The hospital continued to decline and closed with the bankruptcy of Steward in August 2024. Our state government supported the transfer of most of the former Steward hospitals to other systems at a cost of more than a half billion dollars to the Commonwealth and prevailed on UMass Memorial Health to re-create an emergency facility to replace the services formerly offered at Nashoba Valley Medical Center, the only other Steward hospital that closed.
I urged the Commonwealth to do for the Dorchester/Mattapan community what it did for Allston/Brighton, which was to take the similarly sized St. Elizabeth’s Hospital property by eminent domain, which ultimately cost the Commonwealth $65 million. I also suggested ways to preserve the Carney emergency room, which treated over 30,000 patients per year, and the psychiatric beds. Kate Walsh, by then the state’s Secretary of Health and Human Services (EOHHS), refused to intervene.
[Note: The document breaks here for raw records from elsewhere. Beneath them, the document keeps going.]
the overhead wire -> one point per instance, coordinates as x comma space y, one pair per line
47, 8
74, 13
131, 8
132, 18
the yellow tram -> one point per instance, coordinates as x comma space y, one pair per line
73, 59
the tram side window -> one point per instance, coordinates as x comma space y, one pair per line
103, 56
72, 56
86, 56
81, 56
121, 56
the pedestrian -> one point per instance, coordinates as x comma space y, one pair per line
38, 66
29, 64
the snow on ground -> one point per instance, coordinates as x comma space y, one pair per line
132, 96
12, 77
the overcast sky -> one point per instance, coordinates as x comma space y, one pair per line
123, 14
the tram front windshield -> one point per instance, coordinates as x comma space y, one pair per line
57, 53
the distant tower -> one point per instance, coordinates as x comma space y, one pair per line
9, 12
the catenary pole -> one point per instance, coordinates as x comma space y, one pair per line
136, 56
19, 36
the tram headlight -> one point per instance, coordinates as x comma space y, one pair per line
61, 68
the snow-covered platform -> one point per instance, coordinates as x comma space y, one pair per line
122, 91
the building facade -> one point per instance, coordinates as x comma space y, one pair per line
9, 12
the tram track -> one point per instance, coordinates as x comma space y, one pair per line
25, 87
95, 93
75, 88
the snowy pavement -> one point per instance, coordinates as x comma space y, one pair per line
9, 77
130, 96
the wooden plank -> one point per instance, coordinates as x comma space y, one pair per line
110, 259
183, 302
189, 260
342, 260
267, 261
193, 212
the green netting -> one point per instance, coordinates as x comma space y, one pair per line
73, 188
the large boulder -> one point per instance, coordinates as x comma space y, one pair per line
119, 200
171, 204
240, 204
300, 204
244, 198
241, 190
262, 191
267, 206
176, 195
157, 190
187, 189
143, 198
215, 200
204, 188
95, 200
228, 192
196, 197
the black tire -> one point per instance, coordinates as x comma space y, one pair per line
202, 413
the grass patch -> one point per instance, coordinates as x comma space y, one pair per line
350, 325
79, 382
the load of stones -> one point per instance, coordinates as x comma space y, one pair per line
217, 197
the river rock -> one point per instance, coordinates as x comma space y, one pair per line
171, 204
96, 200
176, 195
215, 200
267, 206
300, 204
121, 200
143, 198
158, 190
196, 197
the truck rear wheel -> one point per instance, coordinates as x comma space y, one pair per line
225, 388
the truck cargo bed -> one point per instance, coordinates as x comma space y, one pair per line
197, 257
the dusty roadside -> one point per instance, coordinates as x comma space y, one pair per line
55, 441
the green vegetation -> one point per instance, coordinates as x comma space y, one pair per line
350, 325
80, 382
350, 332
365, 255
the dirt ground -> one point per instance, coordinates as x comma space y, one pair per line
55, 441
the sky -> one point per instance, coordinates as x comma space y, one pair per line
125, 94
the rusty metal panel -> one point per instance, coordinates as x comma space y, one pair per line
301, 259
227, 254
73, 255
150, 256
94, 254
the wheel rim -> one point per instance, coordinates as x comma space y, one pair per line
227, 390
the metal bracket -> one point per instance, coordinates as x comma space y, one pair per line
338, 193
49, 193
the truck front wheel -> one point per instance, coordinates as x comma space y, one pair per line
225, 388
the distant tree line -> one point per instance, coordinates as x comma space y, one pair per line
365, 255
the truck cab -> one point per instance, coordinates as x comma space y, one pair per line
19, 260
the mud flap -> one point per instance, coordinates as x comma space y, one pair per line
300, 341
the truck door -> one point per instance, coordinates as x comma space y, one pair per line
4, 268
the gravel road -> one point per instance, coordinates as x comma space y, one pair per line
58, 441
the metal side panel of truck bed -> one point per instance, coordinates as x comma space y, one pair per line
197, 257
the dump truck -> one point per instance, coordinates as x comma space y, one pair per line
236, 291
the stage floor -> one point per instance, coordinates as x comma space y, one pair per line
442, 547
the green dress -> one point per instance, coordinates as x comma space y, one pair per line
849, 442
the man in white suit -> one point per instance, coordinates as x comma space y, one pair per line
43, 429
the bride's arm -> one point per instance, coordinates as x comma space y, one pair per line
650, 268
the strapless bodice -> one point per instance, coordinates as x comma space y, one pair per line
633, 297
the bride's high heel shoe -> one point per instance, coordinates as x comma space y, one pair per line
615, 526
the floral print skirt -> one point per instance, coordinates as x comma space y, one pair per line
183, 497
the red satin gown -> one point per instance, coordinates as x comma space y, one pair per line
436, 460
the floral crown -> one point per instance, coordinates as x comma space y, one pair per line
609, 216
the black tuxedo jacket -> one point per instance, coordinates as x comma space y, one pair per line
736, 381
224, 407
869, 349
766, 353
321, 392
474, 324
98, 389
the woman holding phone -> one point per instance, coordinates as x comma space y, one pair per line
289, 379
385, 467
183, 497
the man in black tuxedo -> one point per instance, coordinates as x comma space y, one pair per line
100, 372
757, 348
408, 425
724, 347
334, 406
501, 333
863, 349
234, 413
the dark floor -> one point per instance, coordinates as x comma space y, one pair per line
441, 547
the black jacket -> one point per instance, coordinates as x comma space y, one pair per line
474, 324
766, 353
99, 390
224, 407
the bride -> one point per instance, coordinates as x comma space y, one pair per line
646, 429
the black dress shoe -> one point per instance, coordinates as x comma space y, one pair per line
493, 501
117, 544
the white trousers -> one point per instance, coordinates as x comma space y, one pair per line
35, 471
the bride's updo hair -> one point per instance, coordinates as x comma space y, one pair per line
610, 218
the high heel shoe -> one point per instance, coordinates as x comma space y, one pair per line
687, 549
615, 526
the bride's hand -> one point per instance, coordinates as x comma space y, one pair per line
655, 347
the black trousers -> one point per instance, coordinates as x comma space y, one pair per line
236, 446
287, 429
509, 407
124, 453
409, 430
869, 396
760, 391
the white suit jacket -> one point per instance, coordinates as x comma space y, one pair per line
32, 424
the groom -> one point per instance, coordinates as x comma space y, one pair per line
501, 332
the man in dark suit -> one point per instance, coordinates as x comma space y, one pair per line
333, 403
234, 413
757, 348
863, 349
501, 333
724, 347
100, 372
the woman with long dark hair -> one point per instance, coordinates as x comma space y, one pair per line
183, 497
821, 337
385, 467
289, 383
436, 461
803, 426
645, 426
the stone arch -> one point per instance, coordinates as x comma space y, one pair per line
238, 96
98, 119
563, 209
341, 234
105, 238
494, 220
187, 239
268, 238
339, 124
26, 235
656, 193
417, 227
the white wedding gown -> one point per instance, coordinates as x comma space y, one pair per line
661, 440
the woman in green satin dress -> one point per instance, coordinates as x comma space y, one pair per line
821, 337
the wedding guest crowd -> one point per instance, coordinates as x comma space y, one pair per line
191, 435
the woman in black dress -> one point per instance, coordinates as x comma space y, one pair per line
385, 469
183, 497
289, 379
For the past 20 months, Dorchester and Mattapan residents have been waiting to see what will happen with the Carney Hospital property, following promises by Mayor Wu that the land would only be used for healthcare purposes. That wait may soon be over, as HYM Investment Group, in partnership with My City at Peace, has been working on a plan for the 12-acre property with Apollo Global Management, the owner of the property following Steward’s bankruptcy.
The plan calls for a 350,000-square-foot medical facility, alongside a 150,000 square-foot facility that could be part of the UMass Boston Nursing School, and several hundred housing units, including senior placements.
The medical facility would contain an emergency room, high tech radiology, and potentially other medical services, but, as of now, no desperately needed psychiatric beds are planned. There will be no inpatient medical/surgical beds, but data at the closing of the Carney casts doubt on the need for them.
Here are some thoughts and questions as we move toward a redevelopment plan:
• Tom O’Brien of HYM and Rev. Jeff Brown of My City at Peace have done an excellent job of engaging the community and determining healthcare options, but Apollo owns the property. To have this plan work, O’Brien and Brown need to be permanently at the table. Does their agreement contain this requirement?
• The Commonwealth owes the Dorchester community a rational healthcare plan and system. Will EOHHS agree to become a partner in this project and recreate the lost psychiatric beds?
• How will the new medical facility integrate with the rest of Dorchester/Mattapan’s healthcare system, i.e., the health centers?
• Will patients of the health centers be able to use the new medical facility, i.e., will the new facility accept the insurances that health center patients have, and accept referrals from the health centers?
• The plan for the medical facility mentions primary care as a possible service, which could be damaging to the health centers if it provides options to better paying private insurance customers. Will the new medical facility instead support the expansion of primary care in the health centers, rather than compete against the centers?
• Land was taken from Dorchester Park to expand parking for the Carney Hospital. Will the plan use this land as restored green space, rather than buildable space?
Many mistakes by state government, archdiocesan leadership, and hospital management led us to where we are today. Let’s get it right this time.